Monthly Archives: February 2020

Cancer modelling

Integrated Mathematical Oncology a part of Moffitt Cancer Center at Tampa focuses on various aspects of cancer modeling including adaptive cancer therapies that are currently clinically tested. These approaches that are based on a novel approach that considers cancer as an evolutionary disease, show usefulness of game theoretical models in clinical trials. IMO runs its own PhD program.

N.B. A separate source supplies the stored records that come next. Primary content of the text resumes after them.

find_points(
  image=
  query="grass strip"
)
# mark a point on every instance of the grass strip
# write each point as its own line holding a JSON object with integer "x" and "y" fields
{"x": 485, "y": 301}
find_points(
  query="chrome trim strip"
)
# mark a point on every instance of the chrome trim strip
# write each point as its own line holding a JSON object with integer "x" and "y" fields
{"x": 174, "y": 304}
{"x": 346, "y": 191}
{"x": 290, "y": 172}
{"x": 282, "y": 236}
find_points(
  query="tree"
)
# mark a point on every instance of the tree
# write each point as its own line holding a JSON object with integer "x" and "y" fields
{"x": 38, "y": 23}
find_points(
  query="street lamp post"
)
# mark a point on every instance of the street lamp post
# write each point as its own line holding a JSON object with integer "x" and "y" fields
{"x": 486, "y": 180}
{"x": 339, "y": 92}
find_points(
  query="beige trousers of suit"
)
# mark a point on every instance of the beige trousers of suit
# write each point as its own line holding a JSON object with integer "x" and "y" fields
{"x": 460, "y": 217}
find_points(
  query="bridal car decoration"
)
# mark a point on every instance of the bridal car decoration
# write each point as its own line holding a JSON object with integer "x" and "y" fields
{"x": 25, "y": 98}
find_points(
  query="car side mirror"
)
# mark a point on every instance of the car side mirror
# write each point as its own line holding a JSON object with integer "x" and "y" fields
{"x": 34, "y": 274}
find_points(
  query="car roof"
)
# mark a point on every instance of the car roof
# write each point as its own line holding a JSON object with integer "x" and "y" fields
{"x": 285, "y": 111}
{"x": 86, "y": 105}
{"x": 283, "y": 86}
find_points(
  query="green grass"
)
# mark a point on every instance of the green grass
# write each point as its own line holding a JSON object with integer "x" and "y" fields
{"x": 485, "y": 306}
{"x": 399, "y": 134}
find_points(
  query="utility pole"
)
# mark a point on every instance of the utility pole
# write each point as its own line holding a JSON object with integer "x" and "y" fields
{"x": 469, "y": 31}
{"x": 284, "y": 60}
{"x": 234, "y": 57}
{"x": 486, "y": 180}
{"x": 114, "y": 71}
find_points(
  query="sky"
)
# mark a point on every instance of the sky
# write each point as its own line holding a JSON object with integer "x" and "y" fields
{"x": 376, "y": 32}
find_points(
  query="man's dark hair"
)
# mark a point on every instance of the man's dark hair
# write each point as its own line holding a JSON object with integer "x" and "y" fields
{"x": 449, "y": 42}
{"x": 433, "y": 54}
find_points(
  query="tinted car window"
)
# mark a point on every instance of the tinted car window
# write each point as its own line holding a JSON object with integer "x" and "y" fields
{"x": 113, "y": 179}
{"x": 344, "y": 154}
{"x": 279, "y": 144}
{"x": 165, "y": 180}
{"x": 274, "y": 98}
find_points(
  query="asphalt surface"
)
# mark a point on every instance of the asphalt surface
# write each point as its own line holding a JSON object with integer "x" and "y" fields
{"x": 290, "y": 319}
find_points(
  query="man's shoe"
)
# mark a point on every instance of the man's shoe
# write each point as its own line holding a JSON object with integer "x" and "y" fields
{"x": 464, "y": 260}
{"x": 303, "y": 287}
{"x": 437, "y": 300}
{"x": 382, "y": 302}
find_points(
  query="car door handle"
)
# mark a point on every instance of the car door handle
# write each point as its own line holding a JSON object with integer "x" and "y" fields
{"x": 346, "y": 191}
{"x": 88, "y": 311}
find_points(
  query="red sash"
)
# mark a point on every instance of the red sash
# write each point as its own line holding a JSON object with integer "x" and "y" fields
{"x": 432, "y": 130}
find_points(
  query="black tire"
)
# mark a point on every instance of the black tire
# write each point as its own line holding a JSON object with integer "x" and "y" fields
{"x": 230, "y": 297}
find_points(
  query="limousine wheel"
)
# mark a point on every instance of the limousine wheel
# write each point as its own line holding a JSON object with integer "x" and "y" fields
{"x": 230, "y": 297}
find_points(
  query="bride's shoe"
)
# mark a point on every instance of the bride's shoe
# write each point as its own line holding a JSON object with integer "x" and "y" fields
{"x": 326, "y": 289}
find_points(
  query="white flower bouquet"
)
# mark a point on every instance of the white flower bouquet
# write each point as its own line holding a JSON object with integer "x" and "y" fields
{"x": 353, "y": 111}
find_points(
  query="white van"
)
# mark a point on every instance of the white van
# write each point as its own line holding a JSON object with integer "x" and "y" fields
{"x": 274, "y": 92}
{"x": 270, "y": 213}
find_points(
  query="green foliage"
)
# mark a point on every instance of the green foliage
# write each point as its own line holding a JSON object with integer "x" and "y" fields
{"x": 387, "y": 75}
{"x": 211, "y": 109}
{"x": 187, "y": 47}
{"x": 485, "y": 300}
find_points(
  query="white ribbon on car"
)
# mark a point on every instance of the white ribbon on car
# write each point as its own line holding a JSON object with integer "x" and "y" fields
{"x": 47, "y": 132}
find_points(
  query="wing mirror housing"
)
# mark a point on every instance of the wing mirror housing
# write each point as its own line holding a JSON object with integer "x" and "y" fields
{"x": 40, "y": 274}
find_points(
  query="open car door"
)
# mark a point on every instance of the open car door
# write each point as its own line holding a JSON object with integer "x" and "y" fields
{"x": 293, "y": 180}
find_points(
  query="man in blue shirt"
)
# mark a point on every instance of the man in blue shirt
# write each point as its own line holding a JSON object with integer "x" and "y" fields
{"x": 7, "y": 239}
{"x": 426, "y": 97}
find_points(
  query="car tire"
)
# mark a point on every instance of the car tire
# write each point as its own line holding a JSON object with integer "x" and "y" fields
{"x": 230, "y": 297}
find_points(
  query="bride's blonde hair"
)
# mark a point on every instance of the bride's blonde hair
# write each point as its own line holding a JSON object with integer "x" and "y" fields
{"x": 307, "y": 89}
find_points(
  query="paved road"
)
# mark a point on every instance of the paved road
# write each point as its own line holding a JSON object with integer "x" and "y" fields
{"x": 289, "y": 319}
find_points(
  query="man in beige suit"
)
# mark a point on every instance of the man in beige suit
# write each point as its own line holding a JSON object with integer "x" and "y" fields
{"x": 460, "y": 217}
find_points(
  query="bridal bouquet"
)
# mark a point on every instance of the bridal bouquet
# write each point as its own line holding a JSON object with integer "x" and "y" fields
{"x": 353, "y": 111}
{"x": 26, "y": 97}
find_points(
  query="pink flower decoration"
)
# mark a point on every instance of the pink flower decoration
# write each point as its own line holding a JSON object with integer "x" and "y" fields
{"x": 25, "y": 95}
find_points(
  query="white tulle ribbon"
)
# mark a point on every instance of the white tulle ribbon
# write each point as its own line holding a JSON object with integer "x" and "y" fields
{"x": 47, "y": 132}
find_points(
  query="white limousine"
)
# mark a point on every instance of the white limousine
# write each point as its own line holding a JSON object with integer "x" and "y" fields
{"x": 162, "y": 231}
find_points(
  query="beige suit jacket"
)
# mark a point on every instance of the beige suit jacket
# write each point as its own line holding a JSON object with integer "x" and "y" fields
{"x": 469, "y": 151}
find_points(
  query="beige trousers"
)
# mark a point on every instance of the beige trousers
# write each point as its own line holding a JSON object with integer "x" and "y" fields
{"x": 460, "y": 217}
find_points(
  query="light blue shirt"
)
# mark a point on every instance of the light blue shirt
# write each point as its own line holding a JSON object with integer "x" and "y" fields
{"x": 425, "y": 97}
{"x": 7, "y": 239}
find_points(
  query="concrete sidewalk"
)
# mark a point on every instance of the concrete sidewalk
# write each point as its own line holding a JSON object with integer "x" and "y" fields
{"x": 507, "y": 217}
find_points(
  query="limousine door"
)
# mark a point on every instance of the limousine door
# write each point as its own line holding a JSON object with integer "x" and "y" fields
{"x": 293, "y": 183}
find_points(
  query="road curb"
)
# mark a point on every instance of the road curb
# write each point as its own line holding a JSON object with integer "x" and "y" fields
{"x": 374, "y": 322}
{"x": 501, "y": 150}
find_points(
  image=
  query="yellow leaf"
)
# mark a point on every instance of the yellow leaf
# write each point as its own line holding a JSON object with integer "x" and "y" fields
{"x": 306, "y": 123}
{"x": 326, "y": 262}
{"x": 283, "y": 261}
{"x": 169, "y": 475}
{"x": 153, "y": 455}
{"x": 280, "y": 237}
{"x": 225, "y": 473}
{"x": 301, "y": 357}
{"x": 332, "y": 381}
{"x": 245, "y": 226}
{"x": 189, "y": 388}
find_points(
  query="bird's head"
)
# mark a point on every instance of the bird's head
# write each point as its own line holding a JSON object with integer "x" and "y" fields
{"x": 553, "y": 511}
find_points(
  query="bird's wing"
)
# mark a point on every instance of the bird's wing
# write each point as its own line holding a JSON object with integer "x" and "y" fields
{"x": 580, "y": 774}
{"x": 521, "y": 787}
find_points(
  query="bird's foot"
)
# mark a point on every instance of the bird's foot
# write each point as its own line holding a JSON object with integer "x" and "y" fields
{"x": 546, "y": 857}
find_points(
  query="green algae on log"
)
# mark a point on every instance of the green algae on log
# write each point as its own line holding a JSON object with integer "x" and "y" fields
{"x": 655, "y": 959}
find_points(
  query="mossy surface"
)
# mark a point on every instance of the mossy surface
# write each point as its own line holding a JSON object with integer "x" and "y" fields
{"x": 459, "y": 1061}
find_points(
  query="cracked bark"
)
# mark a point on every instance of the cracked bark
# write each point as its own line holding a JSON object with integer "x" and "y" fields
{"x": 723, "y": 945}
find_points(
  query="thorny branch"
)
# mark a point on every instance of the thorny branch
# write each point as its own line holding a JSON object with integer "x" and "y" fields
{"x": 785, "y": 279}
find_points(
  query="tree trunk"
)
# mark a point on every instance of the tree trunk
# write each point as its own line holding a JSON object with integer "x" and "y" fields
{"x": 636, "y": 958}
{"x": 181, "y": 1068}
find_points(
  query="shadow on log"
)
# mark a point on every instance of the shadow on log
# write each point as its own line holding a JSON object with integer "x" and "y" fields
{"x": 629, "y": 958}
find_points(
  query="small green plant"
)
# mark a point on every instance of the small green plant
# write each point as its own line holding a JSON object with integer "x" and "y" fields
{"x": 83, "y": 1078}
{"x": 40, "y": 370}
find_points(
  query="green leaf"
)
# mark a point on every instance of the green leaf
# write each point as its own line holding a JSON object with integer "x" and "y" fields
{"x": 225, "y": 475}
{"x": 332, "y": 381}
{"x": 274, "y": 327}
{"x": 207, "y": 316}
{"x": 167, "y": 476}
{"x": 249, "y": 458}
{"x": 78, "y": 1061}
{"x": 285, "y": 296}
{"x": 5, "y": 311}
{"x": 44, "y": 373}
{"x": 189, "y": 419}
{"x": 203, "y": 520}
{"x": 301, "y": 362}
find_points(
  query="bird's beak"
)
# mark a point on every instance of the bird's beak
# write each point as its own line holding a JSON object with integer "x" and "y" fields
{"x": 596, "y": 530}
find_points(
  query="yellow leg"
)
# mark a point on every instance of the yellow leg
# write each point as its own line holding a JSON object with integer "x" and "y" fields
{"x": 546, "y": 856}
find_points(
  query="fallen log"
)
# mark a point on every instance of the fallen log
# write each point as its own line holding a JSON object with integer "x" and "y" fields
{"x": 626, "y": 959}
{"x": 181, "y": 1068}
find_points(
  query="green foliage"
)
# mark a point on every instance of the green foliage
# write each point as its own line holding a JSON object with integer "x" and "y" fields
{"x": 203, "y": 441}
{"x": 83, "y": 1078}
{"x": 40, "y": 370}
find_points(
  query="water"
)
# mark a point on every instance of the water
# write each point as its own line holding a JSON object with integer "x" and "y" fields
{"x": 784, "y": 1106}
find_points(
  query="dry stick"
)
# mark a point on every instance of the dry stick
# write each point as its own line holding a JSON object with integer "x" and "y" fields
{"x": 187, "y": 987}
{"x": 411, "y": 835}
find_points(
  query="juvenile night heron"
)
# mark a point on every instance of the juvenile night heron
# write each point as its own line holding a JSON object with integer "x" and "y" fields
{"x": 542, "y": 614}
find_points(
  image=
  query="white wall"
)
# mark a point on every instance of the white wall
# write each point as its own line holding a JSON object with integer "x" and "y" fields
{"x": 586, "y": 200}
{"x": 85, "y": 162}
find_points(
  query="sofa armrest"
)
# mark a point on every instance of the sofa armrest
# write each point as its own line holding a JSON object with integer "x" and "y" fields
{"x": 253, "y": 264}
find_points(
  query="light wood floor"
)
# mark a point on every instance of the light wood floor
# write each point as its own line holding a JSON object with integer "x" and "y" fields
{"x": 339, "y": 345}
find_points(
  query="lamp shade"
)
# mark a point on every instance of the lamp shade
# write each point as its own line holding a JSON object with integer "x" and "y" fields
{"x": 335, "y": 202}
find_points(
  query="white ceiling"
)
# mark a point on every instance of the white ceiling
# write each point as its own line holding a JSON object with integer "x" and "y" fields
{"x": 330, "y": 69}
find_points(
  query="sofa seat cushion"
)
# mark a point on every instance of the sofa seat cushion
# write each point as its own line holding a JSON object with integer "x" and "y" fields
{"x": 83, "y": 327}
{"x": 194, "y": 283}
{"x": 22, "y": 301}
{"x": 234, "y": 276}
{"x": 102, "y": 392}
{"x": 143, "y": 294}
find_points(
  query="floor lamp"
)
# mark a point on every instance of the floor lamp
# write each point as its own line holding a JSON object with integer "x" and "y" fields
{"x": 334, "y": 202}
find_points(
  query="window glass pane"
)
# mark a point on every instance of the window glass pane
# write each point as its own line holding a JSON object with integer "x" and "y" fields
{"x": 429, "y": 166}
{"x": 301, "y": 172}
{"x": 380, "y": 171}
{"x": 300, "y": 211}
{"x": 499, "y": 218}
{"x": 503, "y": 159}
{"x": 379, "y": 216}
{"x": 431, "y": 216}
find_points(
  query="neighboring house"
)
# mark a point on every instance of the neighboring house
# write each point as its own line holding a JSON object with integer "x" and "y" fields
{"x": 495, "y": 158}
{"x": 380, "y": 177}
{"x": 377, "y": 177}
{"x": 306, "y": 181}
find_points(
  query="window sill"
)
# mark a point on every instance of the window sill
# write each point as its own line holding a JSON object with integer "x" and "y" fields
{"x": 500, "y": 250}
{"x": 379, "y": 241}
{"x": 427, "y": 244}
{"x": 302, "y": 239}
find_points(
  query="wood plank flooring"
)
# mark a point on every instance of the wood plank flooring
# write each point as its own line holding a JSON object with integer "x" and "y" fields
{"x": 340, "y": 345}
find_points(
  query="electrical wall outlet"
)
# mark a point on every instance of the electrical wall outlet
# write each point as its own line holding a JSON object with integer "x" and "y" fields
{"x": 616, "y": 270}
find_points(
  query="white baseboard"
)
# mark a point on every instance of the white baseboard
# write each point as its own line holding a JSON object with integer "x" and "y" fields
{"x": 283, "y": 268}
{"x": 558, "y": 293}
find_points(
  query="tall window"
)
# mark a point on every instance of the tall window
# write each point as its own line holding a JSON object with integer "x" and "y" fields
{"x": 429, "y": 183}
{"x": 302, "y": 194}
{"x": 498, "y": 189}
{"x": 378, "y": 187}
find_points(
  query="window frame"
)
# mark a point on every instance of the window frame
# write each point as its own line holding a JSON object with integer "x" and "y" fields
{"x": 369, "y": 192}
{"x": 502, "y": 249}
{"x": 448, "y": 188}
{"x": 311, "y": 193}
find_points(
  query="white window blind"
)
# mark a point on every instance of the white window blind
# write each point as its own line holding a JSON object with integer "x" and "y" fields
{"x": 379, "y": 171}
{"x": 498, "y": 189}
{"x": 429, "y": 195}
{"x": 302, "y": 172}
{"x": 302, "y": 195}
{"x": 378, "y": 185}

Adaptive growth of bacteria on two substrates

In Krivan (2006) bacterial growth on a mixture of two sugars is modeled. It is well know that in mixed substrates with glucose and lactose bacteria often  utilize glucose first and then switch to lactose (or to some alternate source of energy). At the molecular level this switch is known as the lac operon. In this article I ask: Is this switch evolutionarily optimized? In other words, do bacteria switch between the resources at the time that  maximizes their fitness? To answer this question I build a model of bacterial growth on two substrates. The model assumes adaptive bacterial switching that maximizes bacterial per capita population growth rate – a proxy for bacterial fitness. Using some data from the literature, this model allows me to predict the time at which bacteria should switch. Then I compare this predicted time with observed times of switching for different substrates and different initial sugar concentrations. The observed times of switching show a very good agreement with predicted times. This strongly supports the idea that the molecular mechanism regulating resource switching is evolutionarily optimized.  This is also a  test of an optimal foraging theory  when populations undergo population dynamics. On contrary to the majority of experiments on the optimal foraging theory that do not consider population dynamics of foragers, this model  considers all populations dynamics.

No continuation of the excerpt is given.